Но после того как м-ль Катрин попросила Питу пойти с ней на танцы, после того как она упомянула об элегантном кавалере де Шарни, рассказала про чепцы, благодаря которым рассчитывает стать еще красивее, он взглянул на себя в зеркало, пришел в уныние от ветхости своего туалета и задумался, чем может он дополнить свою природную привлекательность.

К сожалению, на этот вопрос никакого ответа Питу не сумел найти. Его одежда пришла в полную негодность. Но на новую одежду нужны деньги, а у Питу в жизни не было ни гроша.

Питу знал, что, оспаривая награду за игру на свирели или за стихи, пастушки увенчивали себя розами, однако подумал, и вполне справедливо, что венок, как бы ни был он ему к лицу, лишь подчеркнет убогость его наряда.

В воскресенье в восемь утра Питу сидел и ломал голову, каким образом ему приукрасить себя, и тут произошел приятный сюрприз: вошел Делоруа и повесил на стул небесно-голубые кафтан и панталоны, а также длинный белый в красную полоску жилет.

Следом вошла белошвейка и положила на второй стул сорочку и галстук; ежели сорочка окажется впору, она сошьет полдюжины таких же.

Это был час сюрпризов: за белошвейкой явился шляпник. Он принес маленькую треуголку по самой последней моде, ладную и элегантную, одним словом, какую могли сделать только у г-на Корню, лучшего шляпника Виллер-Котре.

Затем было явление сапожника, положившего к ногам Питу пару сшитых специально для него башмаков с серебряными пряжками.

Питу был потрясен и не мог поверить, что все это великолепие предназначается ему.

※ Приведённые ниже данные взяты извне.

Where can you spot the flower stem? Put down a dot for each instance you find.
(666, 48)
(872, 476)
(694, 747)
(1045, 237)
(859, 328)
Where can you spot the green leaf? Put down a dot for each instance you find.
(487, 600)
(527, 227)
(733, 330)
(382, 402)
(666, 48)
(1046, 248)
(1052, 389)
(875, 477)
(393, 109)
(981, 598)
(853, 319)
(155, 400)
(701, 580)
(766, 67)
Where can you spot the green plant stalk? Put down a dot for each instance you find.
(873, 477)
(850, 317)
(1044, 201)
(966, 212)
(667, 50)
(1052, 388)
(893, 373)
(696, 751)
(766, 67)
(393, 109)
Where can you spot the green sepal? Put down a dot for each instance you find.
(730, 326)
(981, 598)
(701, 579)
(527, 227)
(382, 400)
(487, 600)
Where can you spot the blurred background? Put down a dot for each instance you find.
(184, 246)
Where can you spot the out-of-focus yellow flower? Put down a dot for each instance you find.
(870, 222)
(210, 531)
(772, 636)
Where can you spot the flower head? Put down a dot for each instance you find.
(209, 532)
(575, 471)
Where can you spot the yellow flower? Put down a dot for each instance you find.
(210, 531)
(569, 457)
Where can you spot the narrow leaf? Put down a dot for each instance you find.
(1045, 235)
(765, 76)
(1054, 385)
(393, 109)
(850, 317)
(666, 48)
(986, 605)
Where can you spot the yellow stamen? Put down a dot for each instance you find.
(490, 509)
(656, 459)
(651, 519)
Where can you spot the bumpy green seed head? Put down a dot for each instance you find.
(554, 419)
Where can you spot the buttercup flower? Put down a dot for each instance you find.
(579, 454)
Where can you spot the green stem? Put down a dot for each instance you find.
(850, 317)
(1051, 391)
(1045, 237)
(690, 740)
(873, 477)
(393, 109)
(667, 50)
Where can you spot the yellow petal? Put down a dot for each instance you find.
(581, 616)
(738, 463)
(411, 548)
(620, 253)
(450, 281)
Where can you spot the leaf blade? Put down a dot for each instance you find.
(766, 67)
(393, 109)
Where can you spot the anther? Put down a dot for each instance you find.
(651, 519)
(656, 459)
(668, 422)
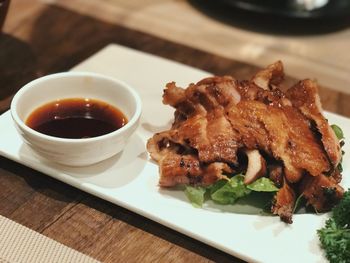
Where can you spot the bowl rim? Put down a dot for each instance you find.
(134, 118)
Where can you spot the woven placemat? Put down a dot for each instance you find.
(21, 244)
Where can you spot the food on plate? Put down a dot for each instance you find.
(232, 137)
(335, 235)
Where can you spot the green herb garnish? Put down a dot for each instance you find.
(335, 235)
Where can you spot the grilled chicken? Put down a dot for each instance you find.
(219, 119)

Даже в самых дерзких своих мечтах он не осмеливался возноситься до подобного гардероба. Слезы навернулись ему на глаза, и он только и смог пробормотать:

– Ах, мадемуазель Катрин, мадемуазель Катрин, я никогда не забуду того, что вы сделали для меня.

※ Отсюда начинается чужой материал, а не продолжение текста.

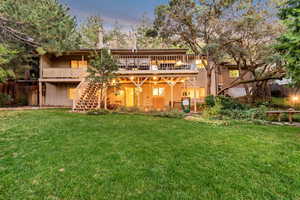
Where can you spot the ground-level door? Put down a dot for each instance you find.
(129, 97)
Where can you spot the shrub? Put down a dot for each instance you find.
(5, 100)
(98, 112)
(230, 103)
(167, 114)
(214, 111)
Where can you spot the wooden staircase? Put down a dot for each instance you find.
(87, 97)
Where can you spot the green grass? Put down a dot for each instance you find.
(55, 155)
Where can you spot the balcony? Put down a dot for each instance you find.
(64, 73)
(177, 64)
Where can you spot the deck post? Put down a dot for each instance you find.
(172, 96)
(40, 94)
(105, 100)
(195, 100)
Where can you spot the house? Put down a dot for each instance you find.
(149, 79)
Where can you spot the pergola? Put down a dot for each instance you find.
(138, 80)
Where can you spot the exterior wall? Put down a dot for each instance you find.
(56, 94)
(146, 98)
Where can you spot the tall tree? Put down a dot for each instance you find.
(289, 42)
(248, 44)
(90, 30)
(101, 71)
(197, 24)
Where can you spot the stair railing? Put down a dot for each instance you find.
(79, 91)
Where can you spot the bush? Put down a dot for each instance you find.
(167, 114)
(214, 111)
(249, 114)
(210, 101)
(5, 100)
(230, 103)
(98, 112)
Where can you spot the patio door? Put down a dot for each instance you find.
(129, 97)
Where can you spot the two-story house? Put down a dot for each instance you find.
(149, 79)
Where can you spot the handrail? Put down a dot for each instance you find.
(78, 92)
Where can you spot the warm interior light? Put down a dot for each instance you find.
(178, 63)
(295, 98)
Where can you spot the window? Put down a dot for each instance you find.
(234, 73)
(78, 64)
(194, 93)
(158, 91)
(71, 93)
(200, 64)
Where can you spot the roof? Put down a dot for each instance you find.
(132, 51)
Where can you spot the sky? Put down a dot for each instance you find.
(126, 12)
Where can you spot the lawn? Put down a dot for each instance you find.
(54, 154)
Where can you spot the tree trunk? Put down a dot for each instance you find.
(208, 81)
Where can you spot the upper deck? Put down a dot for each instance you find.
(73, 65)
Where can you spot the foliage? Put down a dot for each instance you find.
(196, 24)
(167, 114)
(5, 100)
(6, 55)
(89, 32)
(290, 40)
(248, 45)
(101, 70)
(230, 103)
(98, 112)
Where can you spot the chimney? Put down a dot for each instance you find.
(100, 44)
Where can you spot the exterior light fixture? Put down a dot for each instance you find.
(295, 98)
(179, 63)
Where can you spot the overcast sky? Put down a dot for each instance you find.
(126, 12)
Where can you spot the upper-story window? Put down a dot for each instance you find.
(78, 64)
(158, 91)
(234, 73)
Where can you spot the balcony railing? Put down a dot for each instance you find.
(64, 73)
(134, 65)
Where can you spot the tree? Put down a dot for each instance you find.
(248, 44)
(197, 24)
(90, 31)
(5, 57)
(101, 71)
(289, 42)
(147, 37)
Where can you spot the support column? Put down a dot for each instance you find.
(105, 100)
(40, 94)
(195, 100)
(172, 96)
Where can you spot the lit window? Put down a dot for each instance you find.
(234, 73)
(194, 93)
(71, 93)
(78, 64)
(158, 91)
(199, 64)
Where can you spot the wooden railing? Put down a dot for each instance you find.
(136, 64)
(64, 73)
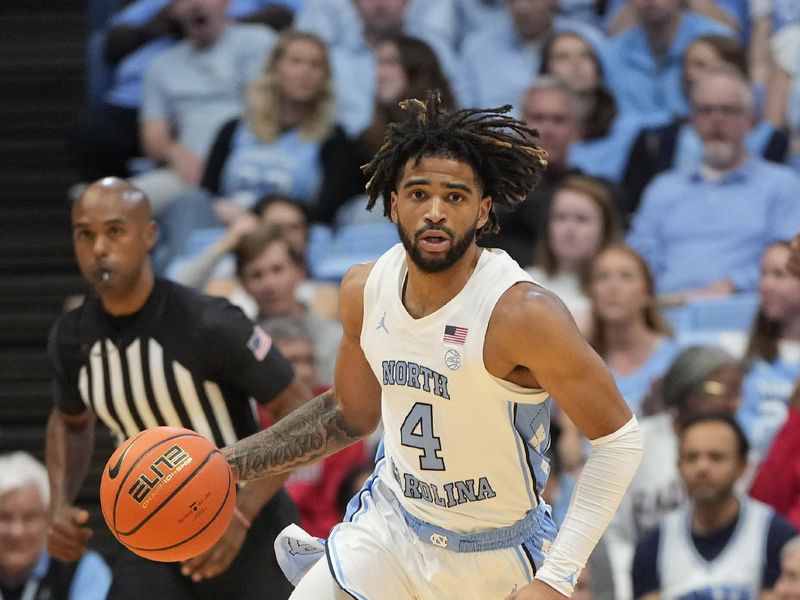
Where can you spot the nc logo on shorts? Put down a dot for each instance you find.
(452, 359)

Все было прекрасно, все было сшито словно в точности на Питу, кроме башмаков, которые оказались малы, вдвое меньше, чем нужно. Сапожник г-н Лодро снял мерку для них с ноги своего сына, который был на четыре года старше Питу.

Наш герой, узнав о таком своем превосходстве над Лодро-младшим, было возгордился, но эта вспышка гордости тут же погасла при мысли, что на танцы ему придется идти либо босиком, либо в старых башмаках, а это ни в коей мере не сочетается с его новым нарядом. Однако тревога его длилась недолго. Дело было улажено с помощью пары башмаков, заказанных для папаши Бийо и принесенных вместе с башмаками Питу. По счастью, у папаши Бийо и у Питу ноги оказались одинакового размера, что постарались скрыть от фермера из боязни, как бы он не оскорбился.

Пока Питу облачался в новый роскошный наряд, вошел парикмахер. Он разделил желтые волосы Питу на три части: средней и самой значительной предназначено было ниспадать в форме хвоста на воротник, а боковым – ниспадать вдоль висков, и это носило не слишком поэтическое название «собачьи уши», но что поделать, таково название.

А сейчас признаемся: когда Питу, причесанный, завитой, с хвостом и собачьими ушами, в голубом кафтане и голубых панталонах, бело-розовом жилете и сорочке с жабо подошел к зеркалу, то не узнал себя и оглянулся, желая увериться, не снизошел ли на землю Адонис[45] собственной персоной.

вернуться

45

Адонис (греч. миф.) – прекрасный юноша, из-за которого вступили в соперничество богиня любви Афродита и владычица подземного царства Персефона.